AYM: Kadın işçilerin fabrikada örgütlenme faaliyetleri, işten çıkarma gerekçesi olamaz

Anayasa Mahkemesi, iki kadın işçinin fabrikadaki baskı ve sömürüye karşı yürüttükleri çalışmanın ifade özgürlüğü kapsamında sayılmasına hükmetti.

Serap Emir *

Anayasa Mahkemesi (AYM), bugün Resmi Gazete'de yayımlanan kararıyla işyerinde bildiri dağıtan ve ajitasyon faaliyeti yürüten iki kadın işçinin işe iade davalarının reddedilmesinin ifade özgürlüğünü ihlal ettiğine karar verdi. 

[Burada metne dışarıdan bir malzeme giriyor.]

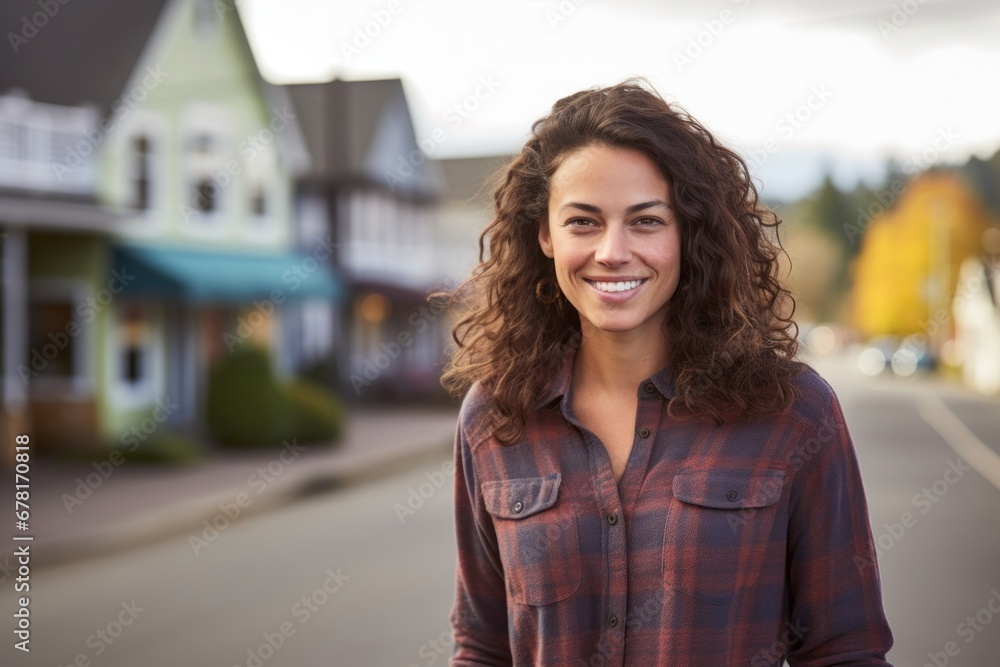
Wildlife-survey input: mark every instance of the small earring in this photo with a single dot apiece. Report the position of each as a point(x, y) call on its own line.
point(547, 290)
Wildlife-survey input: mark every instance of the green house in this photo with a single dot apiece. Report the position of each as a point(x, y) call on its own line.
point(146, 205)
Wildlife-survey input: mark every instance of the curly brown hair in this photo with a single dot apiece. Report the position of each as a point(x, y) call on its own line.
point(732, 339)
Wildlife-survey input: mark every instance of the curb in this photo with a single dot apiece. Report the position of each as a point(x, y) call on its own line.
point(187, 515)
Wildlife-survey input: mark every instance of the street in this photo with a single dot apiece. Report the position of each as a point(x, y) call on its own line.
point(363, 576)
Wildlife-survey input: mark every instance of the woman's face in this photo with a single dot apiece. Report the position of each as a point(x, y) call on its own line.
point(612, 233)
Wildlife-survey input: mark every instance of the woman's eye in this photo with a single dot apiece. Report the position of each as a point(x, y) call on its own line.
point(648, 222)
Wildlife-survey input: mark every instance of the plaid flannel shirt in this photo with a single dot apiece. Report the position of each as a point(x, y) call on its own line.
point(747, 543)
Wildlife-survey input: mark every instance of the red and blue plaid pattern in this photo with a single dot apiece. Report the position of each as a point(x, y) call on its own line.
point(742, 544)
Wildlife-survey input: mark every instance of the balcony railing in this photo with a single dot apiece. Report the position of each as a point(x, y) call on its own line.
point(48, 148)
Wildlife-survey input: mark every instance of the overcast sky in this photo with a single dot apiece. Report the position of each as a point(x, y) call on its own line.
point(783, 81)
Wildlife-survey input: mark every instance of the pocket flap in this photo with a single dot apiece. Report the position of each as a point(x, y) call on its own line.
point(729, 489)
point(520, 498)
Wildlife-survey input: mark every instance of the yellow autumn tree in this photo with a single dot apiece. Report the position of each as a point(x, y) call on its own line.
point(907, 269)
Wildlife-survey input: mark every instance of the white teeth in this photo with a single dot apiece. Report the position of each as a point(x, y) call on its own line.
point(617, 287)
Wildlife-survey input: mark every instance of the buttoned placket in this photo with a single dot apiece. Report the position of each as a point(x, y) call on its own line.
point(614, 501)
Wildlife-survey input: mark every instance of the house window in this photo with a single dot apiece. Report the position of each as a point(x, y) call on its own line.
point(134, 338)
point(203, 161)
point(260, 174)
point(258, 200)
point(53, 337)
point(141, 158)
point(207, 14)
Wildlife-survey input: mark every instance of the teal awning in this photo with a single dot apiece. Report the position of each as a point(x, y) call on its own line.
point(226, 277)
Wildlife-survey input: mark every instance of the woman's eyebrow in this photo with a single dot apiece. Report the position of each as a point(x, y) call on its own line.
point(634, 208)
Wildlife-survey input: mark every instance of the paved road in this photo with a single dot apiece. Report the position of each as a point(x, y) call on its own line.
point(378, 590)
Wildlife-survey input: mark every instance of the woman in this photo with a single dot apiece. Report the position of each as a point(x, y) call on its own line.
point(644, 474)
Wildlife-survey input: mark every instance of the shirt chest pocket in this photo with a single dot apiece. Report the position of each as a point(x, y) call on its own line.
point(718, 529)
point(537, 538)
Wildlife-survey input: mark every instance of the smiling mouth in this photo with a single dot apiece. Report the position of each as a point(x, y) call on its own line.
point(621, 286)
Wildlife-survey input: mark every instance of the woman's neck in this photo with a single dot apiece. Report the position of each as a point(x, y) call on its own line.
point(617, 362)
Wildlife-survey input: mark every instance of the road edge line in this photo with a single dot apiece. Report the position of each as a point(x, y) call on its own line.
point(958, 436)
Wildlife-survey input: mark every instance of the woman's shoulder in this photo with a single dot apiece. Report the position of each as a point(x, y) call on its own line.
point(816, 398)
point(474, 415)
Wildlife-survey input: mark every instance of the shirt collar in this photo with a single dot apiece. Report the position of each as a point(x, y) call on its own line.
point(662, 379)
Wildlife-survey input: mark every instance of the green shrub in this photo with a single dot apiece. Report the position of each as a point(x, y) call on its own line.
point(247, 406)
point(167, 448)
point(318, 413)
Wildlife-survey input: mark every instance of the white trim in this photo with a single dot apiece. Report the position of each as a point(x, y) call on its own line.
point(152, 124)
point(198, 118)
point(123, 395)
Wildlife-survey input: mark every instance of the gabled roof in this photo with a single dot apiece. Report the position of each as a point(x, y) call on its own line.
point(86, 51)
point(81, 55)
point(360, 131)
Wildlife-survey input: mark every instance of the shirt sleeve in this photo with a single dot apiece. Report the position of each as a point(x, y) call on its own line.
point(836, 612)
point(479, 615)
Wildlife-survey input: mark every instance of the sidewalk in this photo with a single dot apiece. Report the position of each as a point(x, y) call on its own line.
point(80, 510)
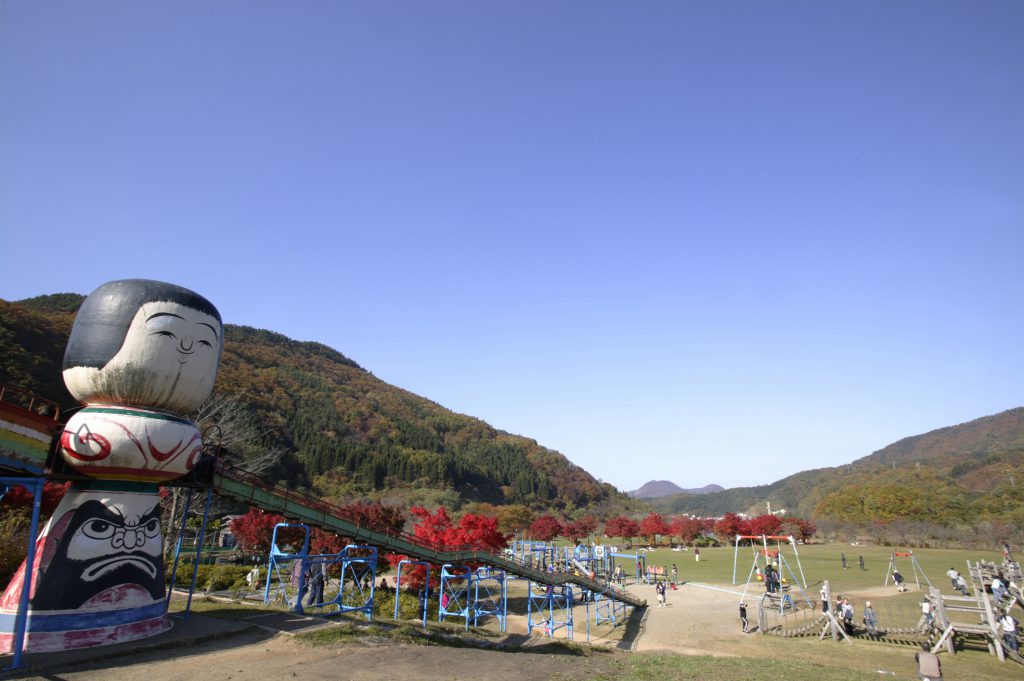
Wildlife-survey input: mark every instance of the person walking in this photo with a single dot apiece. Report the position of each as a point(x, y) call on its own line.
point(1009, 628)
point(927, 616)
point(870, 619)
point(929, 667)
point(847, 610)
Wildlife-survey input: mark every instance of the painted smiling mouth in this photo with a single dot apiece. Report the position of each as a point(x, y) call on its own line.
point(97, 569)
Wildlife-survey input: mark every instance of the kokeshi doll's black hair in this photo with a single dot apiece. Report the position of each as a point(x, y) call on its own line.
point(105, 315)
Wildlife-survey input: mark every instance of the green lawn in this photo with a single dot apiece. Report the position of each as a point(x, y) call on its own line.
point(822, 561)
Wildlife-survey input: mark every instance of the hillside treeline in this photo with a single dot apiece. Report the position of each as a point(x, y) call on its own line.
point(341, 431)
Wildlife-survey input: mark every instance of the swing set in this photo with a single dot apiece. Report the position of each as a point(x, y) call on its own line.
point(767, 560)
point(914, 565)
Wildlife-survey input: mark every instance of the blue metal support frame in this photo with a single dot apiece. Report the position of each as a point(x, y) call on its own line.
point(276, 557)
point(555, 603)
point(22, 619)
point(639, 564)
point(608, 609)
point(456, 584)
point(177, 551)
point(491, 604)
point(424, 597)
point(358, 563)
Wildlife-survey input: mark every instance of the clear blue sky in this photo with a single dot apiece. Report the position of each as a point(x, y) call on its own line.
point(705, 242)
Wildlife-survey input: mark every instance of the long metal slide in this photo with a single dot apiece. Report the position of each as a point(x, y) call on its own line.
point(28, 442)
point(247, 488)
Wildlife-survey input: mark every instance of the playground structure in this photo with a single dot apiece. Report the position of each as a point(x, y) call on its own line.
point(595, 561)
point(31, 460)
point(767, 561)
point(957, 622)
point(919, 571)
point(287, 577)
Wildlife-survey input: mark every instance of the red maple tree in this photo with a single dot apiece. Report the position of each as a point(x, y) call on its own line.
point(652, 525)
point(622, 526)
point(18, 497)
point(254, 530)
point(545, 528)
point(685, 528)
point(439, 530)
point(729, 525)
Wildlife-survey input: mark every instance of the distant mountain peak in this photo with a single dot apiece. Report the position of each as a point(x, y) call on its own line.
point(656, 488)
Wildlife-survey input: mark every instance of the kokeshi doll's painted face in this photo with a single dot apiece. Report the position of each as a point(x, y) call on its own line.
point(144, 344)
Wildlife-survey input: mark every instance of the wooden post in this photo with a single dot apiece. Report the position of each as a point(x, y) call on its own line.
point(990, 619)
point(939, 606)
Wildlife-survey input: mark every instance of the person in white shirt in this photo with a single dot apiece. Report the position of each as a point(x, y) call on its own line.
point(1009, 627)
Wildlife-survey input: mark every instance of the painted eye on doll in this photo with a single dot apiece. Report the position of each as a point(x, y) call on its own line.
point(98, 529)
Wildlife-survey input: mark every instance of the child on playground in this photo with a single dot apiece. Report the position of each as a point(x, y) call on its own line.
point(870, 619)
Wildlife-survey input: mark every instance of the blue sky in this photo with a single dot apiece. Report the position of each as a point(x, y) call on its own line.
point(698, 242)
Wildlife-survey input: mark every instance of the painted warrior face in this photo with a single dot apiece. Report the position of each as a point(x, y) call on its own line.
point(109, 541)
point(108, 553)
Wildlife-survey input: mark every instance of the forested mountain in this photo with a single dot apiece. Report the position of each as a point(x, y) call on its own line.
point(656, 488)
point(957, 474)
point(344, 432)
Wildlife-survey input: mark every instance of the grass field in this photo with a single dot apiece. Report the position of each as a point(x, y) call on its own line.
point(822, 561)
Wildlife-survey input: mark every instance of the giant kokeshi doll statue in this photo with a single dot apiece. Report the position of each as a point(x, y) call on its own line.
point(141, 356)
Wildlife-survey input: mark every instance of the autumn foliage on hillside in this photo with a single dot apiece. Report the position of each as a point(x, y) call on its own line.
point(438, 529)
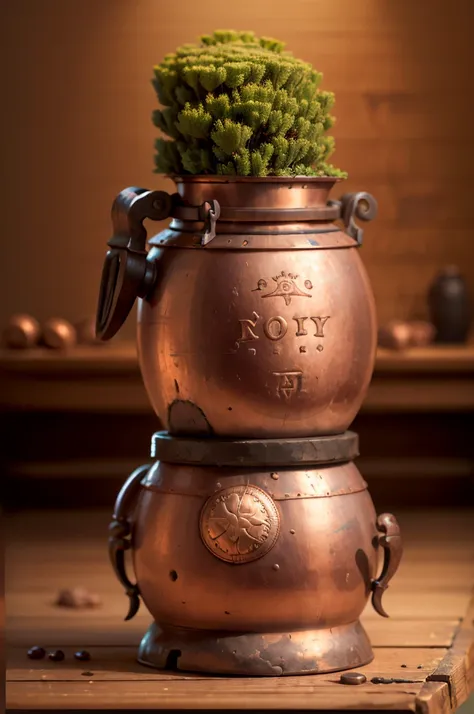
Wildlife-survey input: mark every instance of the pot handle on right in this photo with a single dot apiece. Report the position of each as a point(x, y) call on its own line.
point(390, 540)
point(361, 205)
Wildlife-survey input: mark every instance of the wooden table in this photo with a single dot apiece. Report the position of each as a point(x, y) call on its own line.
point(428, 641)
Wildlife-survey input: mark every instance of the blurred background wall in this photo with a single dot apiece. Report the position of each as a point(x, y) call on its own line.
point(76, 130)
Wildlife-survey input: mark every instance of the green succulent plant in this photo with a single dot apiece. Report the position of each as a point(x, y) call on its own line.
point(240, 105)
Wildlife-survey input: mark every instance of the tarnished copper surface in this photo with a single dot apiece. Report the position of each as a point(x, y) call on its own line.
point(271, 654)
point(283, 484)
point(264, 343)
point(239, 523)
point(326, 551)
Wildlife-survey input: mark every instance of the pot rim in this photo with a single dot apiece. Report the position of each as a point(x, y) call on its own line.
point(217, 178)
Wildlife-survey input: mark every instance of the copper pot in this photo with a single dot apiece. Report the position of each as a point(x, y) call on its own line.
point(233, 560)
point(256, 317)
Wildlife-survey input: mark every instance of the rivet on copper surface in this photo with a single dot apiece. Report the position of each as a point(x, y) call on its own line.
point(353, 678)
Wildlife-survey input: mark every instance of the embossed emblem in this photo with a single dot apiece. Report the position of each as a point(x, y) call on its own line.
point(240, 524)
point(286, 287)
point(289, 383)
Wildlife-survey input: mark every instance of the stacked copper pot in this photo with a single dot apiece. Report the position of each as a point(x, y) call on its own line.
point(255, 541)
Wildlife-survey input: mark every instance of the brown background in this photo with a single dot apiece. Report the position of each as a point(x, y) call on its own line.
point(77, 129)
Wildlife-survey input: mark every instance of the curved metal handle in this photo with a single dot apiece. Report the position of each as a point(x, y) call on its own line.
point(120, 536)
point(362, 205)
point(127, 274)
point(390, 540)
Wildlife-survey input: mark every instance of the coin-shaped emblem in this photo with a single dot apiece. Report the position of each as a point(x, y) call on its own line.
point(240, 524)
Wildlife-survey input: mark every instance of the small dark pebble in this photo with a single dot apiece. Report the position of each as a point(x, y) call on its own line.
point(353, 678)
point(56, 656)
point(393, 680)
point(82, 655)
point(36, 653)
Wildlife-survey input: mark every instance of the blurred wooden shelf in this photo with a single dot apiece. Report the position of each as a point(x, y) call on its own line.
point(428, 640)
point(107, 378)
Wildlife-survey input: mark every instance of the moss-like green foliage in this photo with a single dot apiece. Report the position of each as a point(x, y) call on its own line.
point(239, 105)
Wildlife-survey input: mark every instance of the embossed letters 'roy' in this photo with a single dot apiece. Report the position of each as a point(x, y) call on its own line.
point(275, 328)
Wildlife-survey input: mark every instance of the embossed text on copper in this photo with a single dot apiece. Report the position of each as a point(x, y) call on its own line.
point(240, 524)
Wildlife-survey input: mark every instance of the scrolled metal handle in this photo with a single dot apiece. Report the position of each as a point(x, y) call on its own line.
point(360, 205)
point(127, 274)
point(120, 536)
point(390, 540)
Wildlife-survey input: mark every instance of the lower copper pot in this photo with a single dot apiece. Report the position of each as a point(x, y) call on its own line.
point(254, 571)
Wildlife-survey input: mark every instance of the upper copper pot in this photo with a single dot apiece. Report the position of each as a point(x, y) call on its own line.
point(257, 318)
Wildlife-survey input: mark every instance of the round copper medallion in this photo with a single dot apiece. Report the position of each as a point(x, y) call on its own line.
point(240, 524)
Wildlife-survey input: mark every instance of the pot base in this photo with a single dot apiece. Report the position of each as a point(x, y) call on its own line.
point(256, 654)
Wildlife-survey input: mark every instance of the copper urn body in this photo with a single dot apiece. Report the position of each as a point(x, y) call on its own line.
point(255, 542)
point(256, 316)
point(248, 570)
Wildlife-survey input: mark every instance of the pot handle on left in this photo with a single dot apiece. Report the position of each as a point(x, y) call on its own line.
point(127, 274)
point(120, 536)
point(361, 205)
point(390, 540)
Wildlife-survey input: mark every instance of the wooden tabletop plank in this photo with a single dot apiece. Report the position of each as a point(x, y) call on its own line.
point(280, 693)
point(121, 356)
point(119, 663)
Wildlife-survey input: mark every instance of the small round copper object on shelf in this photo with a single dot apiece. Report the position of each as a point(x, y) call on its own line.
point(59, 334)
point(36, 652)
point(82, 655)
point(21, 332)
point(353, 678)
point(395, 335)
point(56, 656)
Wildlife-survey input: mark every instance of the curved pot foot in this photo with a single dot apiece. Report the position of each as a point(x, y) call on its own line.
point(256, 654)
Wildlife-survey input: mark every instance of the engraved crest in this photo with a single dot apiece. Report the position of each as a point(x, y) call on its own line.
point(289, 383)
point(286, 287)
point(240, 524)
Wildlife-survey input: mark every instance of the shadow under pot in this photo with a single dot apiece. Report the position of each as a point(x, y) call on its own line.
point(256, 317)
point(254, 571)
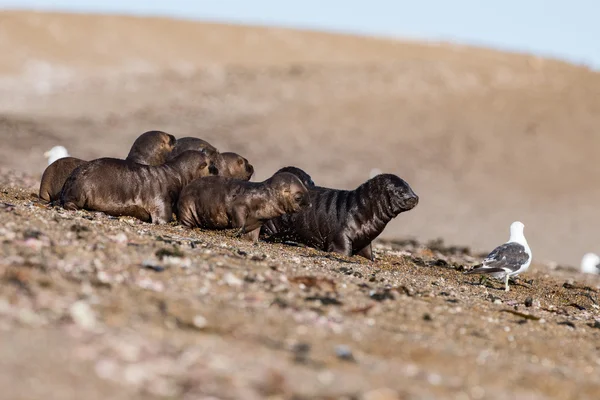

Karara konu olay İzmir’de 100’ü kadın 212 kişinin çalıştığı K.K.S. adlı kauçuk fabrikasında geçiyor. Bir yıl arayla fabrikada işe başlayan iki kadın işçi, 2016 yılında Petrol-İş Sendikası’na üye olup fabrikada örgütlenme faaliyetine başlıyorlar. 

Sendika üyesi kadınlar, diğer kadın işçilerin dolaplarına kötü çalışma koşulları ve amirlerin tacizlerine karşı mücadele çağrısı yaptıkları bildiriler bırakıyorlar. Bildiriden anlaşılan, fabrikada yaşanan sorunların milyonlarca kadın emekçinin başka başka fabrikalarda, işyerlerinde yaşadığı sorunlarla aynı olduğu. Bildiriden aktaralım:

Performans dayattıklarında işleri yetiştireceğiz diye birbirimize nasıl düştüğümüze bakın, (…) yeterli havalandırma olmadığından kaynaklı (…) solunum yolu hastalığına yakalananlara bakın, (…), kadın erkek işçilerin eşit işe eşit ücret almamasına bakın, formen ve müdürün kadın işçilere yaptığı tacizlere bakın.”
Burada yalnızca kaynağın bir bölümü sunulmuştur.